I’ve also used OA vaporisation on almost all my colonies this autumn, instead of Apiguard treatment. If the colony has sealed brood the usual estimate is that at least 80% of the mites are occupying capped cells. These mites are unaffected by OA vaporisation (until they emerge) and it is therefore necessary to perform repeat treatments. Taking account of the life cycle of the mite and empirical measurements made by Hivemaker reported on the Beekeeping Forum, three treatments at five day intervals are required to have the maximum effect. Ideally this should be on a day or at a time when most of the colony is ‘at home’ … though the crystallised OA continues to be effective for several days after initial treatment. Fortunately, OA vaporisation has little or no effect on the queen, unlike many other mite treatments. The colony gets mildly agitated during treatment but calms down again within minutes and resumes foraging. In the colonies I’ve looked at after treatment there appears to be no gap in egg laying (I’ve also treated casts with virgin queens that have gone on to mate successfully). This is ideal for the autumn treatment when you want the colony to raise as many bees for overwintering as possible. In contrast, Apiguard regularly stops the queen from laying.

And finally …

There are other OA vaporisers made, and instructions on the web for a variety of DIY items – some looking more dangerous (to the operator, not the mite) than others. The majority of these are passive vaporisers, in which the OA is placed in a cool heating pan which is then placed on the floor of the colony and heated up. I’ve not used this type. They have the advantage of being less expensive and only require a 12V supply. However, they are slower to use as the pan takes longer to heat up and then needs to be cooled in a bucket of water between applications. They are also incompatible with the kewl floors I use and I presume – depending on how hot they get – with poly hives and nucs. I think the efficacy of the two types is supposed to be broadly similar.
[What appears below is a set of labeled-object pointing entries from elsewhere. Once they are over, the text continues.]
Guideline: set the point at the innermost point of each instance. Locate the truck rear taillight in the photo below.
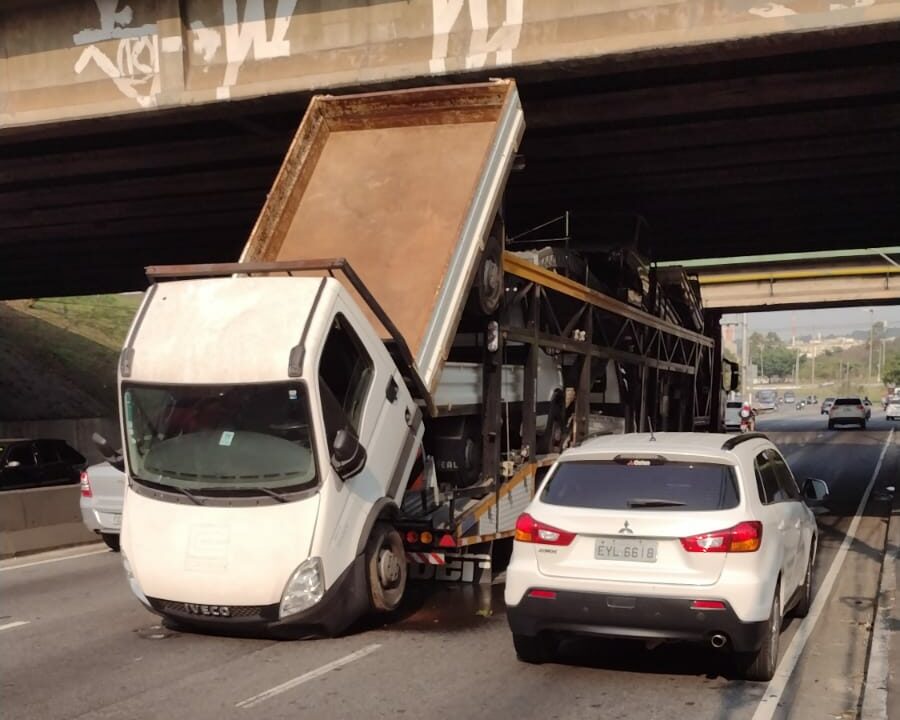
(743, 537)
(85, 485)
(530, 530)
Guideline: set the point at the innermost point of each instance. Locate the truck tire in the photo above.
(489, 276)
(385, 568)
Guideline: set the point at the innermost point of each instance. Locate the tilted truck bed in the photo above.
(404, 185)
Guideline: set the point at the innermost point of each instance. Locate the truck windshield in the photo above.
(220, 439)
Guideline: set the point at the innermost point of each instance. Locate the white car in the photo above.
(733, 414)
(682, 536)
(103, 495)
(892, 409)
(848, 411)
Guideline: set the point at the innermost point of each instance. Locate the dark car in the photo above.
(28, 463)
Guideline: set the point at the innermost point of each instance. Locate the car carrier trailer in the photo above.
(377, 379)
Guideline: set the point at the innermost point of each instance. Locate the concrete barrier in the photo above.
(41, 519)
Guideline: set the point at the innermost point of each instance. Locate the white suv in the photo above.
(682, 536)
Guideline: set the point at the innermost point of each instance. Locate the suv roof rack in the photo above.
(732, 442)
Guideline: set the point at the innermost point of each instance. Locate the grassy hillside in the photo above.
(58, 356)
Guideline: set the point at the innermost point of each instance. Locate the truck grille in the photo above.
(263, 613)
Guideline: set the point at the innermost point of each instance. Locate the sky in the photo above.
(828, 321)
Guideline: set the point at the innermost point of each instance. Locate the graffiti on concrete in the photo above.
(134, 66)
(130, 54)
(482, 43)
(247, 37)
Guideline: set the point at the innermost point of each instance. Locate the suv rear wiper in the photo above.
(271, 493)
(653, 502)
(188, 493)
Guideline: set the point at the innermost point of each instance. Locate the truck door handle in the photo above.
(391, 391)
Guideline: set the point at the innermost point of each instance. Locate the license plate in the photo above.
(627, 549)
(112, 519)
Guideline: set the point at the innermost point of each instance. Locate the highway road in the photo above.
(75, 644)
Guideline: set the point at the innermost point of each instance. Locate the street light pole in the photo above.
(871, 339)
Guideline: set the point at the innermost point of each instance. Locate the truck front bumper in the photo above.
(343, 603)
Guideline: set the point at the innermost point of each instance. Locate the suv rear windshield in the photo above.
(635, 485)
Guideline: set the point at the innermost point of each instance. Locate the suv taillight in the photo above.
(744, 537)
(85, 485)
(530, 530)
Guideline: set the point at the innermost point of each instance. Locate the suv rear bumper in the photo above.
(637, 617)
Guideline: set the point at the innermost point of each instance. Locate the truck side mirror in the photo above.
(815, 492)
(348, 456)
(113, 457)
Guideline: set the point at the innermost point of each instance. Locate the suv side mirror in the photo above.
(815, 492)
(348, 456)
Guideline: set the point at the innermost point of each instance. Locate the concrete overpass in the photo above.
(148, 132)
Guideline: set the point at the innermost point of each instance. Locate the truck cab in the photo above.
(318, 437)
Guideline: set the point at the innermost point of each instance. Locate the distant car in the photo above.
(41, 462)
(892, 410)
(103, 494)
(847, 411)
(682, 536)
(102, 497)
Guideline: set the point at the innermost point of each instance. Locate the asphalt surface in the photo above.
(87, 649)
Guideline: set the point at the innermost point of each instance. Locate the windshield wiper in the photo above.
(271, 493)
(653, 502)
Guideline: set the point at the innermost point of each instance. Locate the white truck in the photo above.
(297, 429)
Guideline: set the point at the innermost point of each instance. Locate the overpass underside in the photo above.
(773, 283)
(149, 132)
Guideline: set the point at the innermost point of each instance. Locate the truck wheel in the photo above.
(760, 665)
(489, 277)
(386, 568)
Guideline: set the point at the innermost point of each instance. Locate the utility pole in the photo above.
(871, 340)
(745, 359)
(813, 378)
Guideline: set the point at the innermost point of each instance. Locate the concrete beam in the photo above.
(788, 291)
(78, 59)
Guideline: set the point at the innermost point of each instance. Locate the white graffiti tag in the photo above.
(135, 66)
(502, 43)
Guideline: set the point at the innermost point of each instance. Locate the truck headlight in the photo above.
(304, 589)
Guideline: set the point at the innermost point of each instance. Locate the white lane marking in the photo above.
(306, 677)
(776, 687)
(45, 562)
(875, 689)
(18, 623)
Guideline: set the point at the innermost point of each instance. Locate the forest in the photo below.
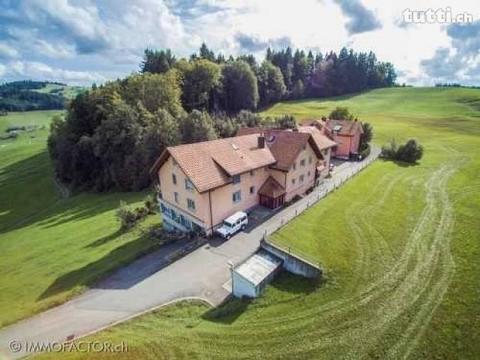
(113, 133)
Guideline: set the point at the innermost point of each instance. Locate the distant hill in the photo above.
(35, 95)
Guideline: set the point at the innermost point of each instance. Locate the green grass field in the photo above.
(52, 248)
(69, 92)
(399, 244)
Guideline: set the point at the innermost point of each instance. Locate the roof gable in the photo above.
(211, 164)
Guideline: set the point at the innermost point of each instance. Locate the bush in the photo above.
(410, 152)
(389, 151)
(340, 113)
(151, 204)
(365, 152)
(127, 217)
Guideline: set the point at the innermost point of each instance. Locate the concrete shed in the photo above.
(250, 277)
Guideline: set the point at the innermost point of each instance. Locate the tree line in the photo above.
(243, 83)
(113, 133)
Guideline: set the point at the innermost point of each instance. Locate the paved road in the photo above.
(141, 286)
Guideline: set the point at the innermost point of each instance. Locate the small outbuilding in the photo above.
(250, 277)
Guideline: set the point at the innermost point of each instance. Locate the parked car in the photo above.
(233, 224)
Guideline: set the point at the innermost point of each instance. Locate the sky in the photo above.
(80, 42)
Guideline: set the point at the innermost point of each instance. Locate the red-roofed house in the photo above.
(345, 133)
(201, 184)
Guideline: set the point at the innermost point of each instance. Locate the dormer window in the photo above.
(188, 185)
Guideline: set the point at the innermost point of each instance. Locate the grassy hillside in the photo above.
(50, 247)
(35, 95)
(67, 91)
(399, 245)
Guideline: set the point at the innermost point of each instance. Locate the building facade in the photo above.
(201, 184)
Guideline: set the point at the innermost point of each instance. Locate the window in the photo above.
(188, 184)
(237, 196)
(163, 208)
(191, 204)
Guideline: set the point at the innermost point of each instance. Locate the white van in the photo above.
(232, 225)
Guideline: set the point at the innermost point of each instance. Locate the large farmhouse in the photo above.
(203, 183)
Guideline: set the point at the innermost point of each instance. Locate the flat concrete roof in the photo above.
(257, 267)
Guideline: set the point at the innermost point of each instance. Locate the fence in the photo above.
(343, 173)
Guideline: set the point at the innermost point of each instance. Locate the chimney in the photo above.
(261, 141)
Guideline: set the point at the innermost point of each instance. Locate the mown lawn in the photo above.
(399, 244)
(52, 248)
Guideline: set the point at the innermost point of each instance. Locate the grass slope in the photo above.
(68, 91)
(52, 248)
(399, 245)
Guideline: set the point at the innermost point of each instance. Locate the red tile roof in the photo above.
(322, 141)
(248, 131)
(285, 146)
(271, 188)
(210, 164)
(346, 127)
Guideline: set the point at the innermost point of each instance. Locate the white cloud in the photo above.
(8, 52)
(41, 71)
(107, 38)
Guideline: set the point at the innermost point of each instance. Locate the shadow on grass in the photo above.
(228, 312)
(91, 273)
(106, 239)
(28, 195)
(296, 284)
(401, 163)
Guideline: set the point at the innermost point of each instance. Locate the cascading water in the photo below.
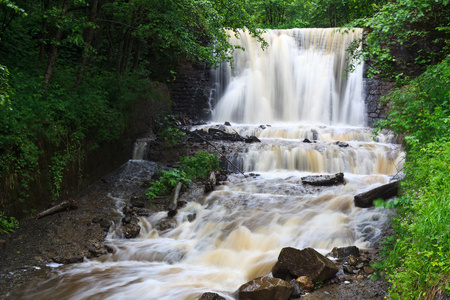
(219, 241)
(299, 78)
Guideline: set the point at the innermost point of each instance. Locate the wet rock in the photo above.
(297, 290)
(315, 134)
(210, 183)
(132, 229)
(343, 252)
(166, 223)
(384, 192)
(294, 263)
(348, 269)
(172, 213)
(352, 260)
(324, 180)
(192, 217)
(126, 220)
(341, 144)
(211, 296)
(305, 283)
(97, 250)
(137, 201)
(252, 139)
(105, 224)
(265, 288)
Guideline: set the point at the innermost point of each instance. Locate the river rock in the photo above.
(341, 144)
(297, 291)
(265, 288)
(324, 180)
(343, 252)
(211, 296)
(166, 223)
(293, 263)
(252, 139)
(384, 192)
(132, 229)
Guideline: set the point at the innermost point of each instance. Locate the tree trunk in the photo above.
(88, 44)
(43, 34)
(54, 47)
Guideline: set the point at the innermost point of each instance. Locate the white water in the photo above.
(298, 78)
(240, 228)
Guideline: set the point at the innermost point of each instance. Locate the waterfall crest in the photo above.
(298, 78)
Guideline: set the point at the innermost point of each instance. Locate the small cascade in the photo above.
(310, 121)
(299, 78)
(140, 147)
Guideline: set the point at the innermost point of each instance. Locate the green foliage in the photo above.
(192, 168)
(48, 133)
(5, 89)
(312, 13)
(200, 165)
(419, 27)
(421, 110)
(417, 256)
(7, 224)
(169, 134)
(166, 183)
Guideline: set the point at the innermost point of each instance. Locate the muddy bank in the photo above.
(30, 254)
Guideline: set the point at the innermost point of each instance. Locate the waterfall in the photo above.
(299, 77)
(309, 119)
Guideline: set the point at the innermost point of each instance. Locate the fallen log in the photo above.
(384, 192)
(65, 205)
(324, 180)
(222, 135)
(174, 197)
(210, 182)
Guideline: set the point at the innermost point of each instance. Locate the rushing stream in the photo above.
(223, 239)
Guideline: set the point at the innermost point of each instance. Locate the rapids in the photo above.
(296, 90)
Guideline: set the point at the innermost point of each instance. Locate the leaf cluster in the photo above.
(192, 168)
(417, 256)
(7, 224)
(402, 29)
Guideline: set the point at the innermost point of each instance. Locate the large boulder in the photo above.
(343, 252)
(293, 263)
(265, 288)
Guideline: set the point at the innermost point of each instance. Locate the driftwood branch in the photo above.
(174, 197)
(384, 192)
(65, 205)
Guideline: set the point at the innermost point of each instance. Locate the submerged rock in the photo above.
(265, 288)
(293, 263)
(344, 252)
(337, 178)
(211, 296)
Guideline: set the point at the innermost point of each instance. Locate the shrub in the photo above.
(192, 168)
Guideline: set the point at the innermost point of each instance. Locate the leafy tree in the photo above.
(405, 28)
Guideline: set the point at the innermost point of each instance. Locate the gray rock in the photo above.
(265, 288)
(324, 180)
(342, 252)
(293, 263)
(211, 296)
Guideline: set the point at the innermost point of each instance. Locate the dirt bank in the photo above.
(69, 236)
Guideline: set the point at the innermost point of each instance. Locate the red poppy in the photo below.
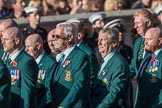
(14, 63)
(153, 60)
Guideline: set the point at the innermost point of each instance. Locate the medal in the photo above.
(105, 81)
(153, 78)
(103, 72)
(68, 76)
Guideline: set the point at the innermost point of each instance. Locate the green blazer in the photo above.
(71, 84)
(46, 67)
(134, 64)
(93, 61)
(111, 89)
(24, 72)
(149, 85)
(1, 52)
(5, 86)
(93, 66)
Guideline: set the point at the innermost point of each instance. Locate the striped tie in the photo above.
(141, 51)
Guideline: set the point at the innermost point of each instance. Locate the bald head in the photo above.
(14, 32)
(34, 38)
(153, 39)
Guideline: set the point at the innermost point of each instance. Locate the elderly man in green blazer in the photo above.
(111, 89)
(23, 70)
(143, 20)
(78, 23)
(149, 77)
(5, 86)
(72, 76)
(3, 26)
(46, 64)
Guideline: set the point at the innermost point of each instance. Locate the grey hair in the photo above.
(113, 34)
(69, 29)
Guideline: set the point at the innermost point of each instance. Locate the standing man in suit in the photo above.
(98, 21)
(158, 11)
(72, 76)
(23, 70)
(111, 89)
(33, 17)
(91, 55)
(5, 86)
(46, 64)
(124, 49)
(149, 77)
(50, 41)
(143, 20)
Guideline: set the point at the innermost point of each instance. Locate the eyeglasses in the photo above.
(56, 37)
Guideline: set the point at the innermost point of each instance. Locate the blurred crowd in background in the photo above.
(15, 8)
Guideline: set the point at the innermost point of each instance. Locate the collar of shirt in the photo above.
(155, 53)
(38, 59)
(67, 51)
(79, 43)
(15, 55)
(106, 59)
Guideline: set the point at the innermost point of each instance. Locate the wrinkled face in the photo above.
(104, 43)
(19, 6)
(151, 42)
(85, 6)
(147, 3)
(8, 42)
(2, 4)
(31, 48)
(60, 42)
(119, 4)
(34, 18)
(51, 41)
(2, 29)
(160, 17)
(140, 25)
(98, 25)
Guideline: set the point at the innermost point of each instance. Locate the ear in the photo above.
(160, 41)
(148, 23)
(79, 36)
(70, 38)
(115, 44)
(17, 41)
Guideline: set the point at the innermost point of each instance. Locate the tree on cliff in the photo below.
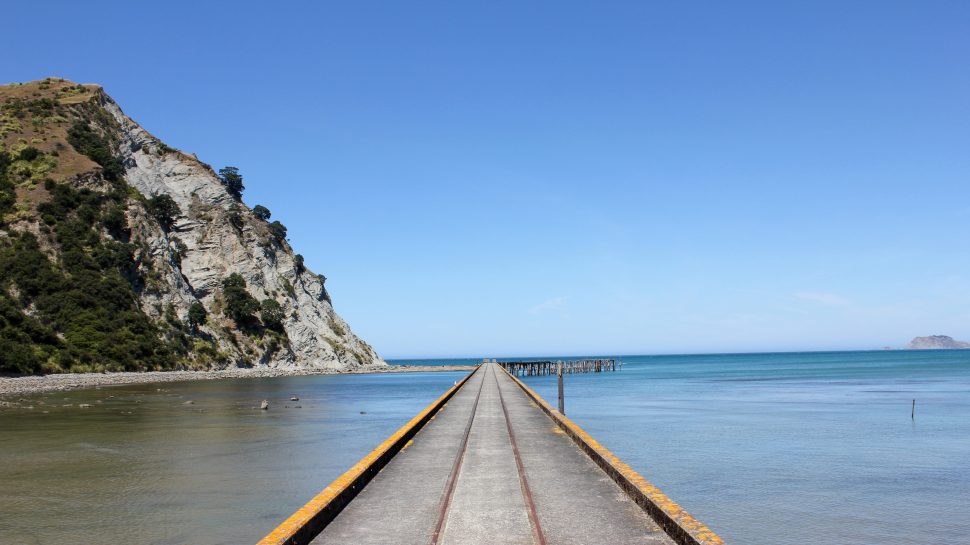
(197, 316)
(164, 209)
(272, 314)
(233, 181)
(240, 305)
(262, 212)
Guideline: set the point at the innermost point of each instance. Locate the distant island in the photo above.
(936, 342)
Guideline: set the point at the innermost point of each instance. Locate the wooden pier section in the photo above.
(489, 463)
(550, 367)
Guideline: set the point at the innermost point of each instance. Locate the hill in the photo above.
(935, 342)
(121, 253)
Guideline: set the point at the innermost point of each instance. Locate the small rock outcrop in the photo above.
(936, 342)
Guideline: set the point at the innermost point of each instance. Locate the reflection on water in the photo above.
(190, 462)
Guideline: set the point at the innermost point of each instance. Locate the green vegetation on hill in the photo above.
(84, 313)
(69, 284)
(74, 275)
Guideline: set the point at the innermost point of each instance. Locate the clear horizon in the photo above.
(571, 178)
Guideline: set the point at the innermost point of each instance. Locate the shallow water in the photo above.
(815, 448)
(140, 466)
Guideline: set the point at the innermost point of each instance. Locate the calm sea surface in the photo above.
(796, 448)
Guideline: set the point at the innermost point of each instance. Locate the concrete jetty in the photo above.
(491, 462)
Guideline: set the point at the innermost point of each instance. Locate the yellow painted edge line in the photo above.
(677, 522)
(285, 533)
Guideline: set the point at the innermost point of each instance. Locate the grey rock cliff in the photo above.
(203, 247)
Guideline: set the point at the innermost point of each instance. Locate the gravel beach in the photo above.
(24, 385)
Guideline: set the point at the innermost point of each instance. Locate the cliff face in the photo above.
(936, 342)
(180, 260)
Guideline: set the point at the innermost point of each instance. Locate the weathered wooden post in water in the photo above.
(562, 401)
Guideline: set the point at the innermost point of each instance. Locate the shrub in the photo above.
(233, 181)
(197, 316)
(240, 305)
(29, 153)
(262, 212)
(272, 314)
(236, 220)
(164, 209)
(278, 230)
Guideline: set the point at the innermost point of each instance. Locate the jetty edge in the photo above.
(671, 517)
(308, 521)
(662, 520)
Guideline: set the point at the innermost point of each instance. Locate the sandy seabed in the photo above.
(24, 385)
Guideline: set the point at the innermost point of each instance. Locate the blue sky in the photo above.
(522, 178)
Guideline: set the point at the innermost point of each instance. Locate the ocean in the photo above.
(787, 448)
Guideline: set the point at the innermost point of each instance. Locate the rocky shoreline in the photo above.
(25, 385)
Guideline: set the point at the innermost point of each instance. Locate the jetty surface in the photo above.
(491, 462)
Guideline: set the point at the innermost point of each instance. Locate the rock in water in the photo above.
(936, 342)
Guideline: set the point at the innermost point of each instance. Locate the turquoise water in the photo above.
(794, 448)
(814, 448)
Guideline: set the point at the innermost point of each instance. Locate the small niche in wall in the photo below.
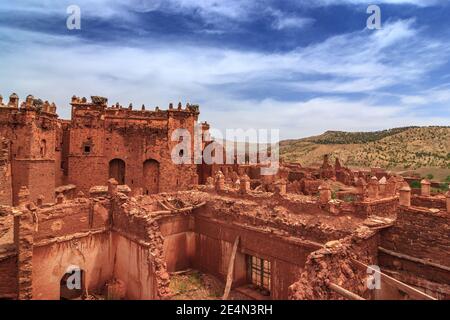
(87, 148)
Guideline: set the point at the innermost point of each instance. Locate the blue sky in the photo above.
(299, 66)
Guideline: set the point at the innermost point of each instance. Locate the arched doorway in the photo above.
(117, 170)
(71, 286)
(151, 177)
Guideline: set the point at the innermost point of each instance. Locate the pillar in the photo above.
(405, 196)
(324, 193)
(112, 186)
(280, 187)
(425, 188)
(447, 195)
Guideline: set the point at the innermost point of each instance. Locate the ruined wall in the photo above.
(214, 242)
(31, 130)
(93, 254)
(381, 207)
(132, 264)
(5, 173)
(99, 135)
(424, 234)
(429, 202)
(8, 272)
(333, 264)
(179, 241)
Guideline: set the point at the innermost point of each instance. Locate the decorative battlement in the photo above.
(100, 104)
(30, 104)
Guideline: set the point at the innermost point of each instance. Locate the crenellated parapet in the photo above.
(99, 106)
(32, 109)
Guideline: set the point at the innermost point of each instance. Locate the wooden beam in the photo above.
(230, 269)
(344, 292)
(414, 259)
(413, 292)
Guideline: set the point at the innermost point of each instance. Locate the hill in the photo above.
(400, 148)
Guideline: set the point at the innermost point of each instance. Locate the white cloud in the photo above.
(56, 67)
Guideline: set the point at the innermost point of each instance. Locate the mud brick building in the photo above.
(98, 143)
(101, 193)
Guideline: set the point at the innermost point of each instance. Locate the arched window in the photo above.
(151, 176)
(43, 148)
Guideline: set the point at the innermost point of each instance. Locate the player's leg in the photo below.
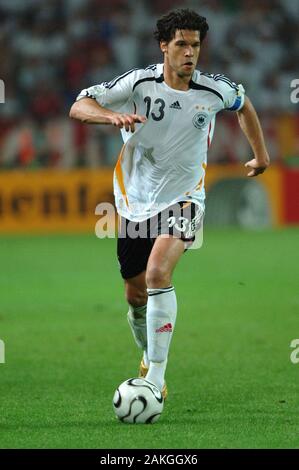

I listened to Bob Smith talk at the MSWCC conference last week on shook swarms. I sat there thinking that a shook swarm followed shortly afterwards by a single shot of OA vapour would give a colony a really good opportunity to build up well, free of pathogens that have accumulated in the comb and free of the majority of phoretic mites and their viral payload.


The Sublimox vaporiser is not inexpensive. It costs about €380 from Icko Apiculture. This is a lot, but is about the same as three 3kg tubs of Apiguard (C. Wynn Jones list this at £87 a tub at the time of writing) which is enough to treat 90 colonies with two treatments per colony. In contrast, OA dihydrate powder in bulk (not from Thorne’s) is about £20 for 5kg … enough for 1250 colonies (assuming 4 treatments per colony – 3 doses in the autumn and one midwinter). For beekeeping associations, particularly those with large shared apiaries when treatments could and should – see a later post – be coordinated, it might be a very good investment.